Die schönsten Aussichtspunkte in Berlin: Frei schweben über Marzahn - auf dem Skywalk

Marzahn hat es mit dem neuen spektakulären Skywalk ganz nach oben geschafft: zu den Berliner Orten mit besten Aussichten. Eine Umschau.

Kann denn fliegen schöner sein? Nein! So frei schwebt nicht mal ein Hubschrauberpilot in seinem gläsernen Cockpit über der Stadt. Unter den Füßen nur ein Gitterrost. Durch den Boden fällt der Blick ohne Halt hinab. Gut siebzig Meter tief bis zu den Baumkronen der Marzahner Promenade. Nichts für Schwindelanfällige.

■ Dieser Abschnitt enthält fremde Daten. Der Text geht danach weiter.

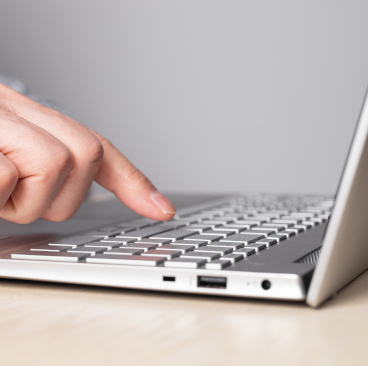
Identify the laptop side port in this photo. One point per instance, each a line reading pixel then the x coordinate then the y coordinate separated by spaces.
pixel 168 278
pixel 211 282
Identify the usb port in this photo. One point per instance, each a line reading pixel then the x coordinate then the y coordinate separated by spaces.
pixel 168 279
pixel 212 282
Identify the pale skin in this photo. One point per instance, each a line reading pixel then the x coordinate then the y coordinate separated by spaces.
pixel 48 162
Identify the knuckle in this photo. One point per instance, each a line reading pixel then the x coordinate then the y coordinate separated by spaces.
pixel 95 150
pixel 134 176
pixel 8 176
pixel 62 160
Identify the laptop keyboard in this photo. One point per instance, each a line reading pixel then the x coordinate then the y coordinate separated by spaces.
pixel 213 238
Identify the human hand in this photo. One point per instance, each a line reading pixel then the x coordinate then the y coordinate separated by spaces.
pixel 48 162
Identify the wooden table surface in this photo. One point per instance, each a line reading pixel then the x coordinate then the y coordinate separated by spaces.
pixel 56 324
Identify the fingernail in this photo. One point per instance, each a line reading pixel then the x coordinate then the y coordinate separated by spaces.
pixel 162 202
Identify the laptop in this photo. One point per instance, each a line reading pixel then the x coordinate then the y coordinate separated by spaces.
pixel 285 247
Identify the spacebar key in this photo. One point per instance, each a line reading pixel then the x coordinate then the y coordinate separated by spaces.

Dieser Balkon reicht von der Dachkante des 23-Geschossers an der Raoul-Wallenberg-Straße 40/42 in Marzahn etliche Meter über den Abgrund hinaus. Willkommen auf dem „Skywalk“ im ungeteilten Himmel über Berlin. Hier liegt die Einheit zu Füßen.

Wie einst die Kamera in Wim Wenders 1987 gedrehtem Filmklassiker „Der Himmel über Berlin“ fährt das Auge über die Stadt. Heute, 28 Jahre später, aber grenzenlos. Ganz in der Nähe liften Kräne die Stahlträger für die neue Tropenhalle auf dem künftigen Areal der Internationalen Gartenausstellung IGA 2017 in Marzahn, fern im Westen grüßen Funkturm und ICC. Über den einstigen Todesstreifen schlängeln sich die S-Bahnen in alle Richtungen. Und an den Rändern Berlins, rundherum im brandenburgischen Speckgürtel, rotieren die Windräder.

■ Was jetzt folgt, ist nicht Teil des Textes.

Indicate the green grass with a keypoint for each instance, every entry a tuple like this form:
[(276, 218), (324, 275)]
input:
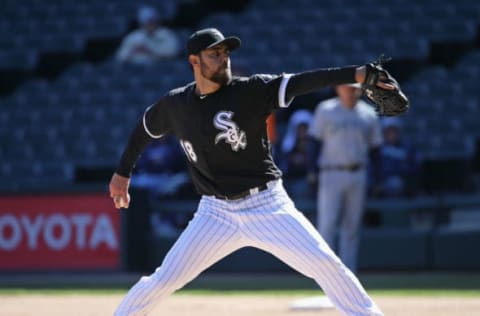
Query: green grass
[(418, 284)]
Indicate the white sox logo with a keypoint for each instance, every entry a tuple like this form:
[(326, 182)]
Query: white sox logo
[(231, 133)]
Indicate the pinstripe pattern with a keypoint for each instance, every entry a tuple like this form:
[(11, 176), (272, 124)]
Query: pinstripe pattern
[(267, 220)]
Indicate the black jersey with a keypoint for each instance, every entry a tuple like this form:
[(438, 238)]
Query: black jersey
[(224, 133)]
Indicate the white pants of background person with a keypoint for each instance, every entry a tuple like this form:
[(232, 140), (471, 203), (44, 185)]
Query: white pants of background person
[(341, 203)]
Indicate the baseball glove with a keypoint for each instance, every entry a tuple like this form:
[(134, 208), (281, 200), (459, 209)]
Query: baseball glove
[(387, 102)]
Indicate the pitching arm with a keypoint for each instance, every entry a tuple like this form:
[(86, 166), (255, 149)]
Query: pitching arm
[(310, 81)]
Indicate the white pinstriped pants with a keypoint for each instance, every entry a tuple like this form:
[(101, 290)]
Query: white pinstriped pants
[(267, 220)]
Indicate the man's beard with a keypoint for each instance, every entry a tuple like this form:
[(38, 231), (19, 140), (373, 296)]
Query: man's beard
[(220, 77)]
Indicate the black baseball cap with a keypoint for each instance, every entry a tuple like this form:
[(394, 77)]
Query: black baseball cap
[(210, 37)]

Man kann in Berlin an einem Nachmittag gleich mehrmals abgehoben auf Tour gehen. Die Auswahl an Ausgucken ist groß (siehe unten). Das neueste Highlight ist der „Skywalk“, die spektakuläre Plattform auf einem Wohnriesen. Zehn Minuten Fußweg sind es vom S-Bahnhof Raoul-Wallenberg-Straße zum Haupteingang des weiß verputzten Hochhauses. Vor einer Woche wurde der Aussichtspunkt, wie berichtet, eröffnet, drei Mal wöchentlich kann man nun dieses Abenteuer bei Führungen erleben. Die 15- Uhr-Gruppe versammelt sich im Foyer, aus der ganzen Stadt sind Neugierige da.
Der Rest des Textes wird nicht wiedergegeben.